Relatively low vasopressin plasma concentrations are suspected to contribute to cardiovascular failure in vasodilator shock [2123], and copeptin levels are elevated in this condition. It was shown in a previous study that the AVP plasma concentration is lower in sepsis than the corresponding copeptin values [19]. As both peptides are initially secreted in an equimolar ratio, this could be an indication that AVP is rapidly consumed in extreme physiological conditions, thus resulting in a relative AVP insufficiency. It is possible that AVP therapy could be useful particularly in those patients who have this discrepant copeptin/AVP ratio. High copeptin in the presence of vasodilatory shock may indicate insufficient endogenous AVP production and may warrant exogenous substitution. This hypothesis needs to be addressed in a future prospective study, however, as we did not measure AVP in the present study.
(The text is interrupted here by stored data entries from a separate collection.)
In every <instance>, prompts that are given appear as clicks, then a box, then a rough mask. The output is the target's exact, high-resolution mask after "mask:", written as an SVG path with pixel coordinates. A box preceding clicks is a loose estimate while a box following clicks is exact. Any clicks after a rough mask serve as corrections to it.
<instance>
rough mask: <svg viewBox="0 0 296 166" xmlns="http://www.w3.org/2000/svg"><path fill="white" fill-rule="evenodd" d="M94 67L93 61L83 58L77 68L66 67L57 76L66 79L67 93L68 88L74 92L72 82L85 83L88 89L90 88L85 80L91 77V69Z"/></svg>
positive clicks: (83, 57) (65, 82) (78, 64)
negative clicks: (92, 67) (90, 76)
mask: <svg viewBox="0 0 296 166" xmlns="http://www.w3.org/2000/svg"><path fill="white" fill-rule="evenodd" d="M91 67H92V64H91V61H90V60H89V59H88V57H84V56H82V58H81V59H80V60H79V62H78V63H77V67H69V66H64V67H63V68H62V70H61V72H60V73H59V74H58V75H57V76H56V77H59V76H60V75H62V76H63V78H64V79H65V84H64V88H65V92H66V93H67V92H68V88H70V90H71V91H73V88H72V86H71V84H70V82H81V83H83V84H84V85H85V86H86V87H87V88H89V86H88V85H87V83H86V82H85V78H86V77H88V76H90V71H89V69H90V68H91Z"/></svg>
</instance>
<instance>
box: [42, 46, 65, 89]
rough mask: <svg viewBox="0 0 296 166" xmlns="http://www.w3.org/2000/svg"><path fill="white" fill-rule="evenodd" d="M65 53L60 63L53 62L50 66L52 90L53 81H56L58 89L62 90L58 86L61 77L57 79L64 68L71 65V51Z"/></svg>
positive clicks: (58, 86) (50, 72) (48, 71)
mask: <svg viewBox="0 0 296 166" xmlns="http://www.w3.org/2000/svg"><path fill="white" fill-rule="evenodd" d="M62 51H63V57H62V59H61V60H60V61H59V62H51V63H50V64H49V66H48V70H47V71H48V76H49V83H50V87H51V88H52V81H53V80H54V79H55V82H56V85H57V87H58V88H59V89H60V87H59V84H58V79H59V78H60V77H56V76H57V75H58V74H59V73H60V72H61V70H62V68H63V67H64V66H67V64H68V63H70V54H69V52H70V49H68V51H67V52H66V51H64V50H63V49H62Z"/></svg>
Further studies must evaluate whether implementation of exogenous vasopressin therapy in patients with vasodilatory shock should also be guided by endocrinologic investigation or exclusively by cardiovascular investigations.

In the present study we demonstrated copeptin is an independent predictor of mortality in VAP. In such a condition it is essential to assess the disease severity to optimize clinical decision-making and therapy.

Our data should be interpreted in light of certain limitations. First, copeptin comes from the same precursor as mature AVP, which is already well associated with hemodynamic changes and patient outcome. The measurement of mature AVP, however, is subject to considerable challenges, and has therefore not reached clinical routine in the context of rapid measurements in the ICU setting. Here the stability and longer ex vivo half-life of copeptin is a practical advantage, which makes it easier to determine in the clinical laboratory. Second, our sample size is not large enough for a stronger analysis, and adrenal failure was therefore not assessed. Third, our study was not designed to include a control group, which limits positive and negative predictive value assessment. Finally, the use of crude mortality instead of attributable mortality is another limitation, but it also avoids variability and confounding interpretation.

Prior to the present study no published information existed about the behavior of copeptin in patients with VAP. Copeptin may represent a novel tool to assess prognosis in VAP. Additional studies are warranted to investigate these findings and to further define the potential impact of strategies based on biomarkers in improving VAP outcomes.


Copeptin levels increase progressively with the severity of sepsis in VAP patients and are independent predictors of mortality in this condition.

Key messages

  • Copeptin levels increase progressively with the severity of sepsis and are independent predictors of mortality in VAP.